Billionaire Musk recently tweeted, this time on the side of doing long. He said, “It’s not your car, you can’t borrow and sell it; it’s not your house, you can’t borrow and sell it; why can’t you borrow and sell it if it’s not your stock?” Indeed, rule makers are usually the biggest beneficiaries.

When hedging has been alienated into gambling tools, where are the responsibilities and boundaries of regulators? During the 2008 financial crisis, many U.S. companies were banned from short selling shares. In the current epidemic, the difficulties of some enterprises may be temporary, but if left to the invisible hands of the market, especially allowing short-selling forces to rampantly, I’m afraid it will accelerate the death of some companies.

The GDP of the United States in 2020 is -3.5 percent, while the stock market has risen sharply. This “buffalo market” supported by excessive currency issuance can’t go far after all.

Deutsche Bank’s recent survey of 627 experts shows that 90% think the U.S. financial market is in a bubble. In January this year, the word “bubble” appeared at an all-time high in Google search. At present, the price-earnings ratio of S&P in the United States is 22 times, not far from 25 times before the bubble burst in 2000.

The market is looking for excuses for index adjustment. There are growing signs that the Biden administration will come up with new energy policies, which are likely to squeeze out the industrial bubbles of shale oil and shale gas. Fossil energy is not a real modern high-tech, but under the packaging of Wall Street, the industry is packaged into various high-tech products and issued a large number of financial bonds, somewhat similar to subprime loans in 2007.

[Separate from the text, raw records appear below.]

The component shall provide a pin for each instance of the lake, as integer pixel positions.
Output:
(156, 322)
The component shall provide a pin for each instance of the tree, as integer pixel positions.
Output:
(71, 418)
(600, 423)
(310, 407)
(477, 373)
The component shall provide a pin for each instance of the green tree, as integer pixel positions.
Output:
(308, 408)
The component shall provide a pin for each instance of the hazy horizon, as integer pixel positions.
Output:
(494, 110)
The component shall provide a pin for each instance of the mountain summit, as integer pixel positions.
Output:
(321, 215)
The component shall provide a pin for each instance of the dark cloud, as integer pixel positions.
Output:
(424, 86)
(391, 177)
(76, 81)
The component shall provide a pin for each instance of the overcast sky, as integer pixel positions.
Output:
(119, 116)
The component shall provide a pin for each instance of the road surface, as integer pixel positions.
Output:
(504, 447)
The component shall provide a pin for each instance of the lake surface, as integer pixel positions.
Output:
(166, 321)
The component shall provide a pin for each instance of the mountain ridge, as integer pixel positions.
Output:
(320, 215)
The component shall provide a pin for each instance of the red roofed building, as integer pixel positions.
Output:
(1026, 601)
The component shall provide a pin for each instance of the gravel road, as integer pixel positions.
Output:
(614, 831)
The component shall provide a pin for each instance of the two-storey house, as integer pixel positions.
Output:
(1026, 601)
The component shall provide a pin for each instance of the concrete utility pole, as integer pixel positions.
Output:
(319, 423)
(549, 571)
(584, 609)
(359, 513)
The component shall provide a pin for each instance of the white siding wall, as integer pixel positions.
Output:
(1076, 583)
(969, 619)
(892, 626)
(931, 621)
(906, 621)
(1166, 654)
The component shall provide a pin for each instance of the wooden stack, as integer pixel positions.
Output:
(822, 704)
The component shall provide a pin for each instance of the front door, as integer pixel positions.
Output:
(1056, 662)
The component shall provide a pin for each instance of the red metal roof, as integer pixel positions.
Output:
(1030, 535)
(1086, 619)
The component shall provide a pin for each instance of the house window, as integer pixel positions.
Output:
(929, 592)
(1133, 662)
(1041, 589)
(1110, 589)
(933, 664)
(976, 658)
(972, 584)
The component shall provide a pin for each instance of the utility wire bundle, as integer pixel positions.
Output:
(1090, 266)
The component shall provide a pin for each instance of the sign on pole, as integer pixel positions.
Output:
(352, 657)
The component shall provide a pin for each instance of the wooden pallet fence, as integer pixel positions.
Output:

How to present the next “perfect storm” in U.S. financial markets is a matter of fear all over the world. History has repeatedly proved that no stock market can escape from the “gravitational attraction of the earth”.

Worryingly, due to Trump’s launch of a new cold war against China, Wall Street has been included in the chariot to contain China. The politicization of Wall Street is also eroding and disintegrating America’s capital and political credit.

Some Chinese companies listed in the United States have been forced to be delisted by the New York Stock Exchange, which objectively reduces Wall Street’s attraction to Chinese enterprises and deprives Wall Street of a lot of opportunities to make money, which makes them reluctant. This is probably one of the reasons why Wall Street joined hands with the American establishment to eliminate Trump.

Next, it remains to be seen how much Wall Street can play in the American political balance. But one thing is certain: U.S. treasury bonds need to be bought, U.S. infrastructure bonds need to be bid, and the new energy industry in the United States needs to be paid for.

Where is the United States at a crossroads? Wall Street’s capital power needs to play a fate-related game with American politicians.